Business has been collecting information about customers and potential customers for decades; if not a century or two. Yes, buying and selling customer information is nothing new. Where do you think catalog publishers got your name and address? They bought it. All the information you can think of about yourself– and much you cannot– is available to buy whether you like it or don’t.
Everything about you has a price tag. Kudos to Apple for keeping such information it gathers about customers mostly between the two of us. For example, when I’m logged in and shopping on the Apple Store, the company can tell me whether what I’m looking at is compatible– or not– with what I already own. That is a good use of personal information.
Charlie Sorrel explains how it works on the other side of Apple’s tracks, down the unpaved road, and into the less cultivated part of town.
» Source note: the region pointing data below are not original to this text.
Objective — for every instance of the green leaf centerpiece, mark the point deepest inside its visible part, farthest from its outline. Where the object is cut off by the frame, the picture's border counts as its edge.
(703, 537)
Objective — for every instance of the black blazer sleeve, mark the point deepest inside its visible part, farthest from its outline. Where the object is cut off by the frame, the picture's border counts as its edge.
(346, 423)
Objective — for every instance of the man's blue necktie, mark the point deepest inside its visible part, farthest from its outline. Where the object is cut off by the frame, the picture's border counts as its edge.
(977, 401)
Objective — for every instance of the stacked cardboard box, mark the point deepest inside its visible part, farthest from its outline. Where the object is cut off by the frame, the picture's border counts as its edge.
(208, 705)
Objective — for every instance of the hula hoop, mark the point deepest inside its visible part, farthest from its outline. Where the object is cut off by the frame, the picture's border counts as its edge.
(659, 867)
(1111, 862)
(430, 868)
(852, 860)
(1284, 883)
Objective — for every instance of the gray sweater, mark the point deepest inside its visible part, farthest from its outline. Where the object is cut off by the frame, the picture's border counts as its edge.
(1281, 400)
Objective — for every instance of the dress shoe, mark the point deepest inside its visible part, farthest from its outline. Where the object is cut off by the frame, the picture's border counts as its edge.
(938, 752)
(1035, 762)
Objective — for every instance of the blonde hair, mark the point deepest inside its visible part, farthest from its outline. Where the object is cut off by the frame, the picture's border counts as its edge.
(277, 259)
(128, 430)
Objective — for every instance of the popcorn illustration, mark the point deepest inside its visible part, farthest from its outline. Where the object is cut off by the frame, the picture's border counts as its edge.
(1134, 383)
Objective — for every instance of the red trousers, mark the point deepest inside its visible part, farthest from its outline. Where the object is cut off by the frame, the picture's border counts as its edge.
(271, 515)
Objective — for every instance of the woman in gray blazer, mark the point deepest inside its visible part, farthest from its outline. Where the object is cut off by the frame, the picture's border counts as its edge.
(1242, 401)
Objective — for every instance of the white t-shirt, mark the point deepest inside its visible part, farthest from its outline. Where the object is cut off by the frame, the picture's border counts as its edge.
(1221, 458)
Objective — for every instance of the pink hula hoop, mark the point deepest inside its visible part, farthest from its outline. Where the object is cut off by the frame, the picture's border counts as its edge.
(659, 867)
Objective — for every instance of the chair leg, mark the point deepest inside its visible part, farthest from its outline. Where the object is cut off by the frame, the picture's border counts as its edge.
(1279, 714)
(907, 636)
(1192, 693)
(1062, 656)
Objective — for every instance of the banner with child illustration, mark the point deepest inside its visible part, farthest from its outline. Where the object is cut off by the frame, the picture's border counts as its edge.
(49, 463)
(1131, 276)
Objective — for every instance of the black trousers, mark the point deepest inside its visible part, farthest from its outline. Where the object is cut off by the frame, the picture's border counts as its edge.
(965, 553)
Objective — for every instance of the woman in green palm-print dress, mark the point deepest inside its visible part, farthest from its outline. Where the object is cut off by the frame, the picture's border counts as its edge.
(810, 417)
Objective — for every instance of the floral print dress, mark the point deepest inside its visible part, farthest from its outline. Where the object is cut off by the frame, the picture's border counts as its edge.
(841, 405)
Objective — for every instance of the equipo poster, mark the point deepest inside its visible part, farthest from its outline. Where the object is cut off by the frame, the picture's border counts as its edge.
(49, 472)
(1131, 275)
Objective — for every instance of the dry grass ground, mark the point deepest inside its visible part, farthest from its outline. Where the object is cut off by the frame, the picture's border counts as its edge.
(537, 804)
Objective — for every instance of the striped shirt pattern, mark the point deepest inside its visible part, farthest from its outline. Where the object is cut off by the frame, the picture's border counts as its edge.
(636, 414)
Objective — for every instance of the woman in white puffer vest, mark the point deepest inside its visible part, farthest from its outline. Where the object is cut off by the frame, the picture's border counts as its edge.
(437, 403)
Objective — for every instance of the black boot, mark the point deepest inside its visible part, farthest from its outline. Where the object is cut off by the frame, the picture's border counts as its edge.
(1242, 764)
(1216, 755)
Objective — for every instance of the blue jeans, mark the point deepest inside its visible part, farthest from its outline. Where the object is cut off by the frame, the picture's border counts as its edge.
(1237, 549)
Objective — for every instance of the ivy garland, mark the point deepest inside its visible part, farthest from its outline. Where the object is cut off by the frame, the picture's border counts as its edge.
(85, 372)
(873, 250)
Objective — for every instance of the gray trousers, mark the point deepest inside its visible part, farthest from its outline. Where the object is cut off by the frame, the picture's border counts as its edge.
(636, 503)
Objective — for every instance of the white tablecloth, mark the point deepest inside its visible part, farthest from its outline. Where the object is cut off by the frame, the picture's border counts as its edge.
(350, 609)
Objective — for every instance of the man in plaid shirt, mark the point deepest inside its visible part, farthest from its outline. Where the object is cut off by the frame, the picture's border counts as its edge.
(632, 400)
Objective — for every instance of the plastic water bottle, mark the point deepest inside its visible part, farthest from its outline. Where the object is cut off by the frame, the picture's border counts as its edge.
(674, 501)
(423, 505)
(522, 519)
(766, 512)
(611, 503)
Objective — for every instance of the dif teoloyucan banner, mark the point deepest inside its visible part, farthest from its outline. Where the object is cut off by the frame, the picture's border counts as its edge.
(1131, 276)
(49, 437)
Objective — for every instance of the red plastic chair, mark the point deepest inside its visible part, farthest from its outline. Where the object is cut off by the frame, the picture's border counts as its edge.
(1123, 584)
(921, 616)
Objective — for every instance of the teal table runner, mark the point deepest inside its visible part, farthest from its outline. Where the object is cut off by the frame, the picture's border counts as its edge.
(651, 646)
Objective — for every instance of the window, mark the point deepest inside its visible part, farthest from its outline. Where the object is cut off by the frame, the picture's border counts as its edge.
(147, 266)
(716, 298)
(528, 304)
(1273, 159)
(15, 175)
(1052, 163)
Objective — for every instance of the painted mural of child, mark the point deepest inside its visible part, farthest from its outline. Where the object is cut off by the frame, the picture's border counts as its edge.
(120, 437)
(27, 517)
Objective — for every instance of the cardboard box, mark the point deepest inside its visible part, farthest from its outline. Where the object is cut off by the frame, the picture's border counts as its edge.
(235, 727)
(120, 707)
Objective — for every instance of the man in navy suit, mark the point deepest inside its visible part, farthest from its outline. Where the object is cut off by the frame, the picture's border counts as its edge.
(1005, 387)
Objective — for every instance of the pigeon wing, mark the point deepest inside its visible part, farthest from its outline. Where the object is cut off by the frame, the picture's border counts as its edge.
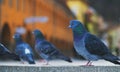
(95, 45)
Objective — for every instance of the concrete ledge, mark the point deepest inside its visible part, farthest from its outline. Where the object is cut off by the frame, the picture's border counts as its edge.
(59, 68)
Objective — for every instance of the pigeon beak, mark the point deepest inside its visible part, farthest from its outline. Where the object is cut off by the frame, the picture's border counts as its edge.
(13, 37)
(69, 26)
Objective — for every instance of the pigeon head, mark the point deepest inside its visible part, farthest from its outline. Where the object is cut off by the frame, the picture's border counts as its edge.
(17, 37)
(77, 26)
(38, 34)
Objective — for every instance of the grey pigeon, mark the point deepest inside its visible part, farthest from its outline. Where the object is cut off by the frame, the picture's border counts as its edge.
(46, 49)
(89, 46)
(23, 49)
(4, 52)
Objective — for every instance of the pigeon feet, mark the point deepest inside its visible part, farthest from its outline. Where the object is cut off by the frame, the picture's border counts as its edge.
(89, 63)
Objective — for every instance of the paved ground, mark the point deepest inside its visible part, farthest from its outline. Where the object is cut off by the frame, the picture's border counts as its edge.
(57, 63)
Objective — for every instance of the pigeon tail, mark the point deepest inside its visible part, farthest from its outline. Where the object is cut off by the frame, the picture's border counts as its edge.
(111, 58)
(13, 56)
(30, 59)
(65, 58)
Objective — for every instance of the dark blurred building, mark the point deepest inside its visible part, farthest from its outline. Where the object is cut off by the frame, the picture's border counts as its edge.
(50, 16)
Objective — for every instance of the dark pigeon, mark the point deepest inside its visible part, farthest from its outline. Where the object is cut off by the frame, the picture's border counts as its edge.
(5, 53)
(23, 49)
(47, 50)
(89, 46)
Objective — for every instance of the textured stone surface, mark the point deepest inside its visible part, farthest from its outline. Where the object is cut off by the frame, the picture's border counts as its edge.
(60, 69)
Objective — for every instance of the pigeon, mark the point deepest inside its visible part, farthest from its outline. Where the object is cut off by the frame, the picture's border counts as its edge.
(4, 52)
(89, 46)
(47, 50)
(23, 50)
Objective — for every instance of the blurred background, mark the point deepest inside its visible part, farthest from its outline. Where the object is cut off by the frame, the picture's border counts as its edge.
(100, 17)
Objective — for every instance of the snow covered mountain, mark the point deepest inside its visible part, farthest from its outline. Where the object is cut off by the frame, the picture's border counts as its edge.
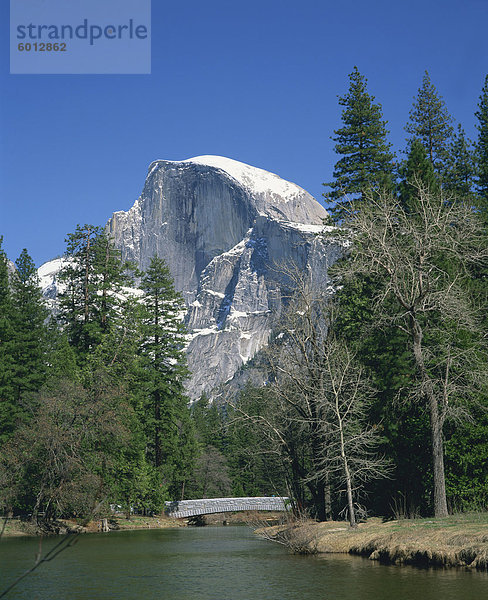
(223, 227)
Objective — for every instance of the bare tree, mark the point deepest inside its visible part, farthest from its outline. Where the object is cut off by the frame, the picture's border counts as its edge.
(321, 397)
(421, 259)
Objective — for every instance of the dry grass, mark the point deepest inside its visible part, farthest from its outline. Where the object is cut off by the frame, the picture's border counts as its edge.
(457, 541)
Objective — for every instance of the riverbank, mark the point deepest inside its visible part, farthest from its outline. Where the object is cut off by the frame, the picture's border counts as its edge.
(455, 541)
(17, 528)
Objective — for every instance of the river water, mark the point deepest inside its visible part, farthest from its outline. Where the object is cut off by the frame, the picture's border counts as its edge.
(217, 563)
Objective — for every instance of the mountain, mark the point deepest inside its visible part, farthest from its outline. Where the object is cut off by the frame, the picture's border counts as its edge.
(225, 230)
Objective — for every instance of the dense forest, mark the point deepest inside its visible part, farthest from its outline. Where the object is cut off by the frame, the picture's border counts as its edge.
(375, 399)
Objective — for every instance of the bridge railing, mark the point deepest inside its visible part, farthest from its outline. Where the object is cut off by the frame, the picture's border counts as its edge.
(205, 506)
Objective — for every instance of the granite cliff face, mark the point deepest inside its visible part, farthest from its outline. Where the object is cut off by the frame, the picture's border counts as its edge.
(224, 228)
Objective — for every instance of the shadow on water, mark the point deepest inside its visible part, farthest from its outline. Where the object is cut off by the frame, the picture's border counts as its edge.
(218, 563)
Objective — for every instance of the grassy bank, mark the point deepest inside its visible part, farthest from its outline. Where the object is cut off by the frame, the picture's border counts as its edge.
(455, 541)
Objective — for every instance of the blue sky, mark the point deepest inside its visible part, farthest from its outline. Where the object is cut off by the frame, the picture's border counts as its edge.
(254, 81)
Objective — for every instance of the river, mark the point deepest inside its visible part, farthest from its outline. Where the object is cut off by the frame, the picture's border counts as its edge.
(217, 563)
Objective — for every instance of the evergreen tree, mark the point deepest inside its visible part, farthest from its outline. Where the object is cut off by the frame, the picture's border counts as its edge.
(366, 161)
(23, 336)
(28, 318)
(94, 275)
(482, 146)
(417, 171)
(461, 166)
(170, 443)
(7, 412)
(431, 124)
(77, 302)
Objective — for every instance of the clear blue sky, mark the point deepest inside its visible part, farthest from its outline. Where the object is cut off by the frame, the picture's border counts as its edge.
(256, 81)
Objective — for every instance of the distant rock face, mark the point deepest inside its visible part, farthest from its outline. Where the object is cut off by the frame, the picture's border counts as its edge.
(224, 228)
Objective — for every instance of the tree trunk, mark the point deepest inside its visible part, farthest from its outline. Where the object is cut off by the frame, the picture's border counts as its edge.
(350, 503)
(440, 500)
(158, 459)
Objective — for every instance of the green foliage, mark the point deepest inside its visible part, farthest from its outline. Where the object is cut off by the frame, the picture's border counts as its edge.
(461, 166)
(366, 160)
(93, 276)
(24, 341)
(482, 147)
(168, 428)
(416, 172)
(430, 123)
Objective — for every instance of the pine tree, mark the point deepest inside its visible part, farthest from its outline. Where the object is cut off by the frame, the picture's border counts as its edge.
(431, 124)
(28, 318)
(366, 161)
(7, 407)
(482, 146)
(77, 302)
(461, 166)
(170, 444)
(416, 171)
(93, 275)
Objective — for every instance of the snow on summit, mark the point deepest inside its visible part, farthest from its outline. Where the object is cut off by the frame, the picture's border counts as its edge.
(257, 180)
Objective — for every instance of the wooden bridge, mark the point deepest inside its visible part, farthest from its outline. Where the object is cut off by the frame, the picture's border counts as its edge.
(207, 506)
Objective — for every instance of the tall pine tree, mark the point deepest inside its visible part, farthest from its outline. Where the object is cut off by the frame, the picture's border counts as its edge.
(482, 147)
(461, 166)
(7, 407)
(417, 171)
(366, 160)
(430, 122)
(93, 276)
(170, 439)
(28, 317)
Did you know that Home Depot shares your “name, address and transactional information … with third party companies”? Or that Marriott Hotels discloses “Personal Data and Other Data with select Strategic Business Partners”?
I can make that guess, but I’m certain that nobody at Home Depot or Marriott ever called me up to ask if it would be OK.
Again, move along; nothing new to see here. This is old bad news, right?
The bad news is, pretty much anytime you share your data with a U.S. company, it will sell that data to somebody else.
That much I know. What I do not know is how much data those companies have, how much they use, where they get it, and what it is.
Nobody tells me that. Except for Apple.
The good news is that you can opt out. And the even better news is that there’s one place to get all the information you need to do it.
I will believe that when I see it.
This kind of abuse isn’t exclusive to U.S. companies, of course, but the lack of any decent government regulation makes it easier to get away with than in other places.
Remember, we live in the good old U.S. of A. The land of the free, my ass.
The problem seems more complicated than a mere opt-out option because so much information has been collected for so many decades– accurate and up to date or otherwise– that it must be virtually impossible to track it all down and get it turned off.
What can we do?
There are two options. The best is never to use companies that sell your data. But if you decide on that path, then you may as well just unplug your internet right now.
Let’s not go with what’s behind door #2, Monte. But door #1 is closed permanently. The cat is out of the bag. The toothpaste is out of the tube.
Still, Sorrel, who may get paid by a combination of number of words and number of page views to each article, persists and introduced Simple Opt Out.
Prepare for a little nausea. Ongoing nausea. You know, like Hillary and Bill, or Barrack and Michelle on election night 2016.
What you’re going to see will surprise you; a long, long list of companies and their opt-out options. When they say it’s a jungle out there, they’re talking about data collections; data collected from you and sold by others to enrich their lives, not yours.
Thank you, Apple, for being an old fashioned company that just sells stuff. Besides personal information.